完成形は大谷翔平か――。巨人の高卒3年目・秋広優人内野手(20)が23日のDeNA戦(横浜)で4戦連発となる10号ソロを放った。連夜の一発攻勢で巨人が4―0での2連勝で勝率5割に復帰。高卒3年目以内で「ゴジラ」松井秀喜氏を超える球団新記録となったが、そんな背番号55の「大谷化」へのカギは強靭な体幹だという。
もはや驚きもなくなった。3点リードの7回、4番手・山崎康からカウント3―0での4球目151キロ直球をフルスイング。右中間スタンドに10号ソロを放った。
4試合連続の快音で節目の2桁に到達。球団では高卒3年目以内までに3戦連発は松井秀喜氏がマークしただけで4戦連発は球団初の快挙となった。
援護を受け7回無失点のメンデスが2勝目をマーク。後半戦2連勝で5割に復帰した原監督は「見事だね」と若武者の一発にうなずくと、カウント3―0からの一振りに「あれは価値あると思いますね。勇気も必要だしね」とたたえた。秋広は「2桁ホームランは目標だった。うれしいですけど、これからも試合はあるので」としっかりと地に足をつけていた。
新人王資格を持つ20歳の覚醒に大久保打撃チーフコーチは「練習をしっかりやっている成果」と目を細めた。スタメン3番に定着後も秋広はアーリーワークに欠かさず参加。現役時代、松井氏のプロ1年目を知る同コーチは「ガンコなところは松井と一緒」と笑う。
その一方で身長2メートル超の秋広が目指す理想形はやはり大谷翔平(エンゼルス)だという。同コーチは「あそこ(大谷)までいくにはまだ体ができていない。秋広は代謝がよすぎてやせちゃうから。(年齢を重ねて)代謝が悪くなればどんどん大きくなる」と話す。
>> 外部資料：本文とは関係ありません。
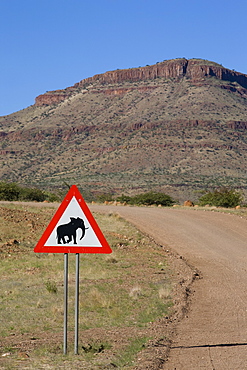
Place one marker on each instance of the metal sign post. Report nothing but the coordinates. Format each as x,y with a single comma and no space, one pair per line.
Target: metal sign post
72,229
65,330
77,301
中田翔に弟子入りし「食トレ」を2年連続で敢行。入団時の94キロから今年1月には107キロまで増えた。ただ背番号55の1日の消費カロリーは成人男性の約4倍となる1日8000キロカロリーと今は維持することだけで精いっぱいだという。
だがそれも今後、年齢と練習を重ねていくことで193センチ、95・3キロの鍛え抜かれた〝大谷ボディー〟に変わる可能性は十分にある。
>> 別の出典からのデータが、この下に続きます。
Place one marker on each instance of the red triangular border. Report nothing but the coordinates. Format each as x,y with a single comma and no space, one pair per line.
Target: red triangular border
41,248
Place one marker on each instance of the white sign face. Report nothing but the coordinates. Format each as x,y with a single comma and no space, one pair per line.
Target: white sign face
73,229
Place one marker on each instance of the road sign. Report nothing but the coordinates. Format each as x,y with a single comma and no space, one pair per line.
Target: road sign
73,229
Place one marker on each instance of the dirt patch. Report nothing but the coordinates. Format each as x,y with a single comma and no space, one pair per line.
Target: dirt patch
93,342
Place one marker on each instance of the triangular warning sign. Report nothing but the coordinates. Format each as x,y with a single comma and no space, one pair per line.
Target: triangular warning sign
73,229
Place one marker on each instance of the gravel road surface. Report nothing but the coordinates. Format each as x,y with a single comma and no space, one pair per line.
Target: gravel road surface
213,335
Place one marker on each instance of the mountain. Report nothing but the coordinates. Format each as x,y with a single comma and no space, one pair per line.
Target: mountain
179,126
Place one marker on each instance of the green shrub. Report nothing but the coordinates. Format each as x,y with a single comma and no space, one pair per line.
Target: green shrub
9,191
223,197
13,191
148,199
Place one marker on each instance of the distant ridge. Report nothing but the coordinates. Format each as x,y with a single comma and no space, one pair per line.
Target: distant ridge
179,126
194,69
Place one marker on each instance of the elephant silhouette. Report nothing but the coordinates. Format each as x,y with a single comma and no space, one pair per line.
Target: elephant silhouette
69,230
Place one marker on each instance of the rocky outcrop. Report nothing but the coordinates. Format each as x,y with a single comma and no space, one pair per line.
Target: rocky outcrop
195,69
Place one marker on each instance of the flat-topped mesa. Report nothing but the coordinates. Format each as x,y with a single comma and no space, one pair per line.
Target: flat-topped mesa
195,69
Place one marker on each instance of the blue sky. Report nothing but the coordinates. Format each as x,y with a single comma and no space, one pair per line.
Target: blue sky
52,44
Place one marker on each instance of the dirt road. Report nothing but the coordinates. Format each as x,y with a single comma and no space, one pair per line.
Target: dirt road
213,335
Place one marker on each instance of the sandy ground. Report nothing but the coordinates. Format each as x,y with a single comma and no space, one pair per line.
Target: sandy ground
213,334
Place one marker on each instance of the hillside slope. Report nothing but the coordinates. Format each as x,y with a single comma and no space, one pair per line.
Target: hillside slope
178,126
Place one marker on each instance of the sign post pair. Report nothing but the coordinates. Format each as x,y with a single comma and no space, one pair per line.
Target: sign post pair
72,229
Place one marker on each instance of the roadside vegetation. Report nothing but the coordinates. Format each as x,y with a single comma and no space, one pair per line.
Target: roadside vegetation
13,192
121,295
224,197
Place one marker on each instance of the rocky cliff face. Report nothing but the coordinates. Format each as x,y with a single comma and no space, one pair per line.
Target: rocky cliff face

「遠心力という人より長いものは持っている。あとは体幹に重さがつけば。インパクト直前のヘッドスピードが速くなれば打球は飛ぶ。まだまだこれから。練習をやり続ける」(同コーチ)
飛距離が伸びれば大谷のように逆方向へのホームランも多くなる。球種やコースの選択肢が増えることで本塁打数は飛躍的に増える。
「このままいってほしい」と話した大久保コーチ。秋広が今後、どこまで数字を積み重ねられるか見ものだ。